Questions followed the presentation. Among the issues discussed was Hollins’ use of mulatto to represent all people with black and white ancestry instead of using the complicated system of classification often used in society.

“Mulatto is a metaphor for the war between the self and the other,” Hollins said. “In our world, and also in literature, when characters and people demonstrate a true understanding of how others are, then that can lead to being in the heterogeneous one.”

Hollins has incorporated into her research such elements as the psychology of Jacques Lacan when describing the three ways one can assimilate: in behavior, passing or a way of seeing. Assimilation can reiterate racial hierarchy, Hollins said.

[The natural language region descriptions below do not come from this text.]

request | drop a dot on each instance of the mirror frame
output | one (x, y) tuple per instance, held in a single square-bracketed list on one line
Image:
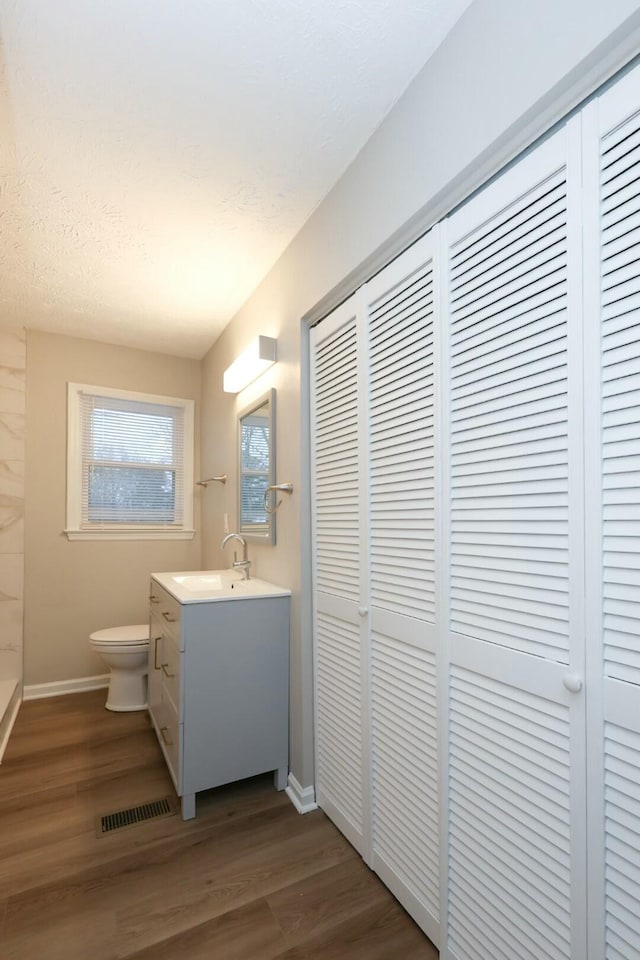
[(269, 534)]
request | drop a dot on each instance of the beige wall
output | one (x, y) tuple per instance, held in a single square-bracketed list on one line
[(74, 588), (505, 73), (12, 432)]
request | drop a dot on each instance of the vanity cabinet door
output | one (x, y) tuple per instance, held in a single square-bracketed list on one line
[(154, 670)]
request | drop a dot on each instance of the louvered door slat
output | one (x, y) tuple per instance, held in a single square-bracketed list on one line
[(405, 821), (512, 860), (340, 746), (613, 152)]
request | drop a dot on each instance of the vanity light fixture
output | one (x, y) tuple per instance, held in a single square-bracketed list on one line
[(252, 362)]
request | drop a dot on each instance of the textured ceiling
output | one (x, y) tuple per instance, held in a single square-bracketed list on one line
[(156, 156)]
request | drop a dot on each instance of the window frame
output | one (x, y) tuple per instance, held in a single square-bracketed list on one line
[(123, 531)]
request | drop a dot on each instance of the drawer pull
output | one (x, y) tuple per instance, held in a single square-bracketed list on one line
[(156, 665), (168, 741)]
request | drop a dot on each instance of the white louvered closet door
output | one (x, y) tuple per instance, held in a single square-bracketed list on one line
[(340, 538), (612, 174), (404, 786), (515, 786)]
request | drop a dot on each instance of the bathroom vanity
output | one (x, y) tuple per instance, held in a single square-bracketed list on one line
[(219, 679)]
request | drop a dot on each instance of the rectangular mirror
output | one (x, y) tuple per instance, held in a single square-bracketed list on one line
[(256, 468)]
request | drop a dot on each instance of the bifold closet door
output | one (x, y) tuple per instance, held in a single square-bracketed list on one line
[(612, 175), (514, 537), (374, 595), (338, 468), (402, 639)]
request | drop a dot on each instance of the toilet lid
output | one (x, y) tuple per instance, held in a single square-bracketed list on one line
[(138, 633)]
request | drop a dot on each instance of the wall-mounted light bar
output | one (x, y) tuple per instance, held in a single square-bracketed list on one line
[(252, 362)]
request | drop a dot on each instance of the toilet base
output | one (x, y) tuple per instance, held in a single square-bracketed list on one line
[(127, 691)]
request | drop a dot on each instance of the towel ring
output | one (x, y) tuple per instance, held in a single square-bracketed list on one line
[(220, 479), (285, 487)]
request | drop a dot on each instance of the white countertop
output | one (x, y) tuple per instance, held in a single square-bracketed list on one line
[(204, 586)]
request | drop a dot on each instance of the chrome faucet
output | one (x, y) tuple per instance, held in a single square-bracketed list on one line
[(243, 564)]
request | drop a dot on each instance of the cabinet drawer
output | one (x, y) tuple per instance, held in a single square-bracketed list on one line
[(169, 660), (165, 607)]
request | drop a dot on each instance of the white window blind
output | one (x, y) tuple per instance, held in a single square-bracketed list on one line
[(130, 463), (254, 469)]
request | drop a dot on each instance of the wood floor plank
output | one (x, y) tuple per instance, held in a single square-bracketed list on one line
[(247, 879), (314, 906), (214, 880), (376, 933), (247, 933)]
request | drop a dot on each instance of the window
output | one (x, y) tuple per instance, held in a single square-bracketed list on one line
[(129, 465)]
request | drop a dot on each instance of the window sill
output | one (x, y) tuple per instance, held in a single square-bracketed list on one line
[(131, 534)]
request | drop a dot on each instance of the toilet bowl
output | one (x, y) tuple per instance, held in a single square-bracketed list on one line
[(125, 650)]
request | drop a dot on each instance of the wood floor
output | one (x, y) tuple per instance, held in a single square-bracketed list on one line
[(248, 879)]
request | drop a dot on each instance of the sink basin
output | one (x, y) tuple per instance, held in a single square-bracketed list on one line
[(200, 586), (202, 581)]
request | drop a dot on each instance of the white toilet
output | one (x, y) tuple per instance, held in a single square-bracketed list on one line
[(125, 650)]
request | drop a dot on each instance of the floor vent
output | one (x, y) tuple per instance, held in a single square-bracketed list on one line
[(166, 807)]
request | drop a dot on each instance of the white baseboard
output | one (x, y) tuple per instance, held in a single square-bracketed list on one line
[(303, 798), (36, 691), (10, 700)]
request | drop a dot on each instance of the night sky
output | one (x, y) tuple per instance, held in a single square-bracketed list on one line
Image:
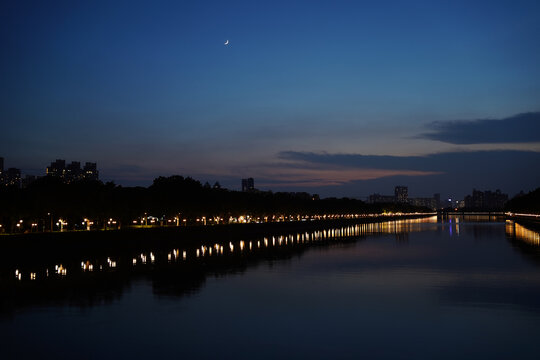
[(340, 98)]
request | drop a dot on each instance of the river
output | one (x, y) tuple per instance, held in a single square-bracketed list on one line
[(409, 289)]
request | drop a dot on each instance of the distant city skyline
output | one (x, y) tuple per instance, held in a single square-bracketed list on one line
[(336, 98)]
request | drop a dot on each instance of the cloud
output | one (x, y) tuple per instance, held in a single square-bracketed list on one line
[(521, 128), (448, 173)]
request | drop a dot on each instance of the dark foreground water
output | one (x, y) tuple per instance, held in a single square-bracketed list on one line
[(408, 289)]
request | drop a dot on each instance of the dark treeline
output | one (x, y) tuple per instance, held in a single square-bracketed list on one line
[(528, 203), (48, 199)]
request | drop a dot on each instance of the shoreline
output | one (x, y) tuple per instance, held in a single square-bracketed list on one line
[(38, 246)]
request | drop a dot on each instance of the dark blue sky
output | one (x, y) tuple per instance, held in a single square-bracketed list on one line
[(148, 88)]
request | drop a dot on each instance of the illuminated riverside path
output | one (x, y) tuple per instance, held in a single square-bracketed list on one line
[(423, 289)]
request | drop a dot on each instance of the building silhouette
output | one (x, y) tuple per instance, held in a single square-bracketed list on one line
[(401, 193), (11, 177), (72, 172), (248, 184), (90, 171)]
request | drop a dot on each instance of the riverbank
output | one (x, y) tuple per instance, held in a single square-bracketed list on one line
[(32, 247)]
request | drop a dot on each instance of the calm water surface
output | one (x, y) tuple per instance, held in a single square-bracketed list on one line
[(411, 289)]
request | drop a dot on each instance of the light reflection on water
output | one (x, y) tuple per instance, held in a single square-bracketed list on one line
[(422, 290), (399, 228)]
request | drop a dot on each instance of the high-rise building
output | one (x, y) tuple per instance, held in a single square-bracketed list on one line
[(12, 177), (57, 168), (73, 172), (248, 184), (90, 171), (401, 193)]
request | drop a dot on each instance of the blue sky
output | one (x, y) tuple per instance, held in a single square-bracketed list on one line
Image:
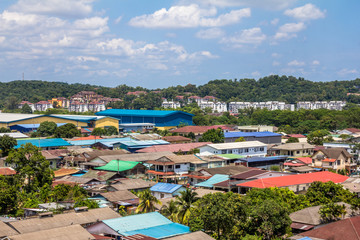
[(161, 43)]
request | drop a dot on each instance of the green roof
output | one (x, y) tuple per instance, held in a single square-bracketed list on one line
[(118, 165), (230, 156)]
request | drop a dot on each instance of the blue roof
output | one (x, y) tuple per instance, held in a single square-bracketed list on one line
[(163, 231), (165, 187), (138, 113), (250, 134), (263, 159), (31, 126), (48, 142), (153, 224), (213, 180)]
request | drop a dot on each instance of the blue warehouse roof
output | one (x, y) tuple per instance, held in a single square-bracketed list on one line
[(165, 187), (213, 180), (48, 142), (250, 134), (138, 113), (150, 224)]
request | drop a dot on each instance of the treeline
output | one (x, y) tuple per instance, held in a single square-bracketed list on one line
[(271, 88)]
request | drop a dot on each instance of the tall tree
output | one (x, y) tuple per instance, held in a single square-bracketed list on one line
[(147, 202), (46, 128), (6, 144), (31, 166)]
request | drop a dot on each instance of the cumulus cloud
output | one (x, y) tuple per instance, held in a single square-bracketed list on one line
[(346, 71), (289, 30), (210, 33), (305, 13), (268, 4), (296, 63), (248, 36), (188, 16), (72, 8)]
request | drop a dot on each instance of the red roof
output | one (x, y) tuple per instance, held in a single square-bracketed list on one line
[(297, 179), (91, 137), (7, 171), (200, 129), (329, 160), (184, 147), (306, 160), (344, 229)]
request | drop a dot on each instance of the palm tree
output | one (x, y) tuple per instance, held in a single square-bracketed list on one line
[(170, 211), (147, 202), (185, 201)]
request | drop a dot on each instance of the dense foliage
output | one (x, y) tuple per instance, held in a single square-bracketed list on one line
[(270, 88)]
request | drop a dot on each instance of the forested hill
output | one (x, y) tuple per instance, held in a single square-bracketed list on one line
[(276, 88)]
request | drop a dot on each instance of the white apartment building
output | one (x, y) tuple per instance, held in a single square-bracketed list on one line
[(271, 105), (251, 148), (331, 105), (170, 104)]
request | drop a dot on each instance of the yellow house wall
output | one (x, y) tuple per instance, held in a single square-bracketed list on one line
[(39, 120), (107, 122)]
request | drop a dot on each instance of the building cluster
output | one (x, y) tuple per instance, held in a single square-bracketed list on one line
[(207, 102), (84, 101), (111, 169)]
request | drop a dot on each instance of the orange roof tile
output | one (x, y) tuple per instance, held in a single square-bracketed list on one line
[(297, 179)]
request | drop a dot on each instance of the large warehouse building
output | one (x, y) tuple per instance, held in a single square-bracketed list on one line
[(161, 119), (12, 120)]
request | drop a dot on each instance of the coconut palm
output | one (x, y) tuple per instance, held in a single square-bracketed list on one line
[(170, 210), (147, 202), (185, 201)]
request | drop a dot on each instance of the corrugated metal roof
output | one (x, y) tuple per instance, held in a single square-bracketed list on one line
[(165, 187), (250, 134), (118, 165), (163, 231), (141, 113), (213, 180), (48, 142)]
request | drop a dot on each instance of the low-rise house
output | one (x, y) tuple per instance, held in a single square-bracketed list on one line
[(83, 218), (166, 190), (293, 149), (151, 224), (124, 168), (264, 137), (344, 229), (309, 218), (335, 159), (253, 148), (67, 232), (123, 198), (177, 139), (296, 182)]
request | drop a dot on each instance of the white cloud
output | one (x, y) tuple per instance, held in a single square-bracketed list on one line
[(72, 8), (275, 21), (268, 4), (276, 63), (248, 36), (305, 13), (346, 71), (210, 33), (289, 30), (296, 63), (187, 17), (117, 20)]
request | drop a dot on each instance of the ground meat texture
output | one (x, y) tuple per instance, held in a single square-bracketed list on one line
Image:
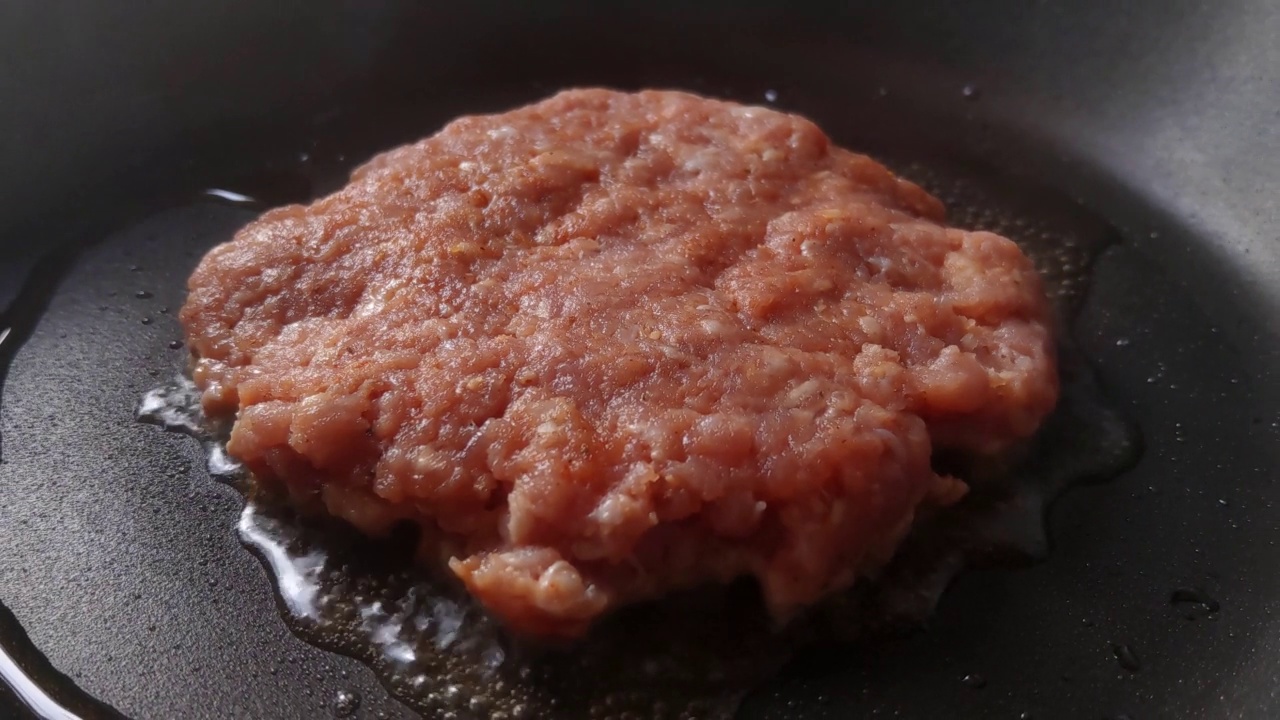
[(611, 345)]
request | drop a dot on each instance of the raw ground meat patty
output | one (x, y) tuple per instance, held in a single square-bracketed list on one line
[(611, 345)]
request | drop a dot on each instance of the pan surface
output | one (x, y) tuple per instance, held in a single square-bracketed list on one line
[(124, 588)]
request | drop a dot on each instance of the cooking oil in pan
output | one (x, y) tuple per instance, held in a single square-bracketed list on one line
[(695, 655)]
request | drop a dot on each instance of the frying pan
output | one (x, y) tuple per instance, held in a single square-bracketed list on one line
[(124, 589)]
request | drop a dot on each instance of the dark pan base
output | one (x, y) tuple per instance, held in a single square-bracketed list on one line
[(120, 564)]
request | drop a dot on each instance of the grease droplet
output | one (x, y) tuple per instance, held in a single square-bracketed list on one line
[(344, 703), (1194, 601), (1127, 657)]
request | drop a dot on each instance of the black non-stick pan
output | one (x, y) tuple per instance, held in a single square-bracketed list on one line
[(1153, 124)]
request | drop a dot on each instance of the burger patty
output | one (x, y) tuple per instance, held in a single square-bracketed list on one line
[(611, 345)]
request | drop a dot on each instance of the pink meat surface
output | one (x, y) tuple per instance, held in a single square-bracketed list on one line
[(611, 345)]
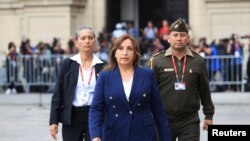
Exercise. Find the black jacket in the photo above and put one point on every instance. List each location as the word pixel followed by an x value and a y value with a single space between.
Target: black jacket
pixel 61 103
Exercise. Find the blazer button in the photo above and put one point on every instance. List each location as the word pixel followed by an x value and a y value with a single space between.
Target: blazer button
pixel 130 112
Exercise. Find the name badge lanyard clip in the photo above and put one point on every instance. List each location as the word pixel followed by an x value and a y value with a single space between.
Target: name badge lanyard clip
pixel 183 68
pixel 90 77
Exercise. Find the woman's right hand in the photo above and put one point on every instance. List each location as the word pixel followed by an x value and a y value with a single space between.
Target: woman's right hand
pixel 54 131
pixel 96 139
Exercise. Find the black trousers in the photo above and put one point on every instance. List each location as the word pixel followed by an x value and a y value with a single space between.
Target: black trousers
pixel 78 130
pixel 187 129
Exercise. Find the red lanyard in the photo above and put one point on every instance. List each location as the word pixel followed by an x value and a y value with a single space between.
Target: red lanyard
pixel 183 68
pixel 90 77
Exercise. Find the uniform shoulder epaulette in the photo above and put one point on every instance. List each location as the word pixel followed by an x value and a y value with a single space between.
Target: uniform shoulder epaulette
pixel 159 53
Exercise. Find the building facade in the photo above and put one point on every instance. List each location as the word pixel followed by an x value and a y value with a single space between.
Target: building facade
pixel 42 20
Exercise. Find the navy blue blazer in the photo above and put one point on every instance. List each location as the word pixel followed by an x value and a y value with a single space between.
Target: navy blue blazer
pixel 113 118
pixel 64 91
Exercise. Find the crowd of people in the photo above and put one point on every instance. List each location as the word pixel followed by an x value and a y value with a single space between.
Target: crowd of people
pixel 152 39
pixel 125 101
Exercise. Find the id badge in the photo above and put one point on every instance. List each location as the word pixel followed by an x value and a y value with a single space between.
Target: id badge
pixel 180 86
pixel 237 54
pixel 85 95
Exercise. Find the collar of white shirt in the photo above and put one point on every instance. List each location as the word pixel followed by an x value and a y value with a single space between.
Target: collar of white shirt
pixel 77 58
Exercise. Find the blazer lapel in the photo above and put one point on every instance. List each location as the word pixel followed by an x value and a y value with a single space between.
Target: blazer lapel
pixel 118 86
pixel 136 85
pixel 72 75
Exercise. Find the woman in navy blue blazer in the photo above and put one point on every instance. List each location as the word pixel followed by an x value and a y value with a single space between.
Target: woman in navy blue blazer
pixel 126 105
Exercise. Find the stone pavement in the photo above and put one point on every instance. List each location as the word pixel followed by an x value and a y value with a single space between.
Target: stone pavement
pixel 25 117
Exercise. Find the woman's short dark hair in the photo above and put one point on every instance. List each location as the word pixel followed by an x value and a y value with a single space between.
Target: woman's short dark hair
pixel 112 60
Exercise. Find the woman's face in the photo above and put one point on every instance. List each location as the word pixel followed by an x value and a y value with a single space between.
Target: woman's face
pixel 125 53
pixel 86 41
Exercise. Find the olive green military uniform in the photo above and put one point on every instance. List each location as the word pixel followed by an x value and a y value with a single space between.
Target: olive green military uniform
pixel 182 105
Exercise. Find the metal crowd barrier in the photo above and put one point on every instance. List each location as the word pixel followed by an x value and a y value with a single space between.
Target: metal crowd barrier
pixel 226 72
pixel 39 72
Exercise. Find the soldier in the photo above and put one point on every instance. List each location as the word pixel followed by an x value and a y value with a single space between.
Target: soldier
pixel 183 82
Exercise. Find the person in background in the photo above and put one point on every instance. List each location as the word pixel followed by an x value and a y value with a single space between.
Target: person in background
pixel 183 83
pixel 11 69
pixel 126 104
pixel 74 89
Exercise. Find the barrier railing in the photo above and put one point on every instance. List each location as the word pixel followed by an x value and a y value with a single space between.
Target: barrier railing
pixel 39 72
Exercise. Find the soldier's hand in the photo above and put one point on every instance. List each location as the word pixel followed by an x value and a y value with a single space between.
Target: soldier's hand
pixel 206 123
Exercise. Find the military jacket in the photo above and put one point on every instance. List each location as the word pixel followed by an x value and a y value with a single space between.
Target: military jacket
pixel 179 103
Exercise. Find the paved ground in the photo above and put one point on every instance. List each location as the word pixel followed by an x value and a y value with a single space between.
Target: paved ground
pixel 24 117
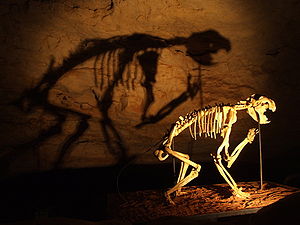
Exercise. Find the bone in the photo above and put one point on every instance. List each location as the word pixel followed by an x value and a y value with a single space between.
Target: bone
pixel 195 130
pixel 199 123
pixel 190 129
pixel 208 123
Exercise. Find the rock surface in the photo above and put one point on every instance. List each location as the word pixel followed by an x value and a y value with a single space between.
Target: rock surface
pixel 148 62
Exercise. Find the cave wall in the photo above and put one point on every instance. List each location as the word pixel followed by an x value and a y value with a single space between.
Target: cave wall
pixel 93 83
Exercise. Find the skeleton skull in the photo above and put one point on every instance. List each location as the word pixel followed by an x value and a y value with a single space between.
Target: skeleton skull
pixel 258 105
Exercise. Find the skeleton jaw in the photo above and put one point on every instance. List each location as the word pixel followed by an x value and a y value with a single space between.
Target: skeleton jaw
pixel 258 108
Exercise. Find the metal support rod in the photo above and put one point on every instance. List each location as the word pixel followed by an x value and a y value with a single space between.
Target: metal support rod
pixel 174 165
pixel 260 158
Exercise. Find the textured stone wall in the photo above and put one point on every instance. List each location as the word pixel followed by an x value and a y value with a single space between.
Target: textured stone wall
pixel 91 83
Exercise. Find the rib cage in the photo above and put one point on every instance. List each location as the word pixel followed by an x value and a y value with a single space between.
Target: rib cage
pixel 120 67
pixel 207 122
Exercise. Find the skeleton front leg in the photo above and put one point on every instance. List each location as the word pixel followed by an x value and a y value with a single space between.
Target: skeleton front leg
pixel 182 180
pixel 218 162
pixel 249 139
pixel 228 178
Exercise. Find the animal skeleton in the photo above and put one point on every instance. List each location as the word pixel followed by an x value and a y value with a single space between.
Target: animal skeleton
pixel 209 122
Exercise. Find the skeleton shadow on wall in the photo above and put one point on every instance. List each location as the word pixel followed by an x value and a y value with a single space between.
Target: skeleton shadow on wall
pixel 113 57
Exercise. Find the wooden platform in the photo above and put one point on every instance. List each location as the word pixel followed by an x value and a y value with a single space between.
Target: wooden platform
pixel 209 201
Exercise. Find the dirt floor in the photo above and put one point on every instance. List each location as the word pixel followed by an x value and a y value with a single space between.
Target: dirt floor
pixel 148 205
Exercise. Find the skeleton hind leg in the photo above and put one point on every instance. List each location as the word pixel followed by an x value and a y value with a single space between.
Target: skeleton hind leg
pixel 183 169
pixel 228 178
pixel 184 180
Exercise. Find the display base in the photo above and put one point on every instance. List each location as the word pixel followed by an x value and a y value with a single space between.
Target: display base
pixel 208 201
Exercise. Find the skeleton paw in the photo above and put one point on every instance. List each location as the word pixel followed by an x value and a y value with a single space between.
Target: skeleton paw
pixel 168 197
pixel 251 134
pixel 239 193
pixel 179 193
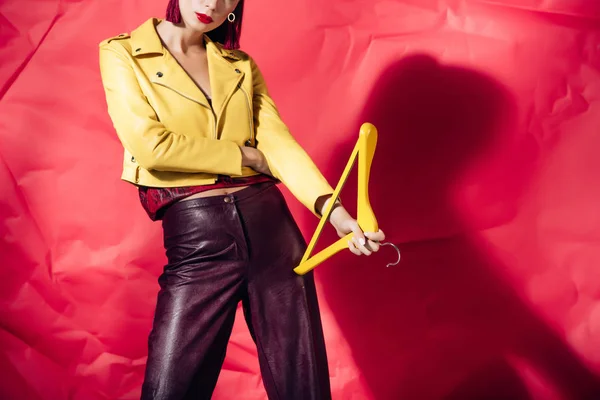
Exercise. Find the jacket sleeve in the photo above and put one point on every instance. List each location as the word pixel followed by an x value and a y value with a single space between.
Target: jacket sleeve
pixel 287 160
pixel 146 138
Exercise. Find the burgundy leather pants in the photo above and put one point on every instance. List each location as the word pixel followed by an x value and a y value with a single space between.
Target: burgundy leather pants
pixel 222 250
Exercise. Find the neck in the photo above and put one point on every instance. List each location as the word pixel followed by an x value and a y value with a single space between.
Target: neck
pixel 180 38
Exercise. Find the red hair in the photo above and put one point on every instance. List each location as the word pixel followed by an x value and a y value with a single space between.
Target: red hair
pixel 228 33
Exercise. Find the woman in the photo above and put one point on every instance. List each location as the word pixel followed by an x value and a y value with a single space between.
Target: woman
pixel 205 145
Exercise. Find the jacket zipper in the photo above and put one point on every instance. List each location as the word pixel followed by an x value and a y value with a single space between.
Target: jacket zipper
pixel 249 113
pixel 212 111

“I certainly appreciated her scholarly presentation. It broadened my perspective,” Gingrich said, who sites that the most important rule in his opinion is that the candidate for such a position be a good teacher.

He also said that it is not the presenting of research for scholarship alone that the department is looking for in these candidates, but the use of scholarship as a tool to make teaching more relevant and interesting for the students.

Working at ULV while writing her dissertation has impacted Hollins as a student and as a teacher. It has allowed her to come up with interesting themes for the courses, she said.

In the courses she currently teaches, Hollins uses themes of identity and ways of seeing as it concerns reality and fantasy.

“And because I was doing the research, I felt more connected to it, and it was more vibrant, more alive to me, and so it was easier for me to bring that into the classroom and to communicate that same energy,” she said.

Sophomore Ron Robinson said, “Hollins is an educated professor who cares for her students. I enjoyed having her class.”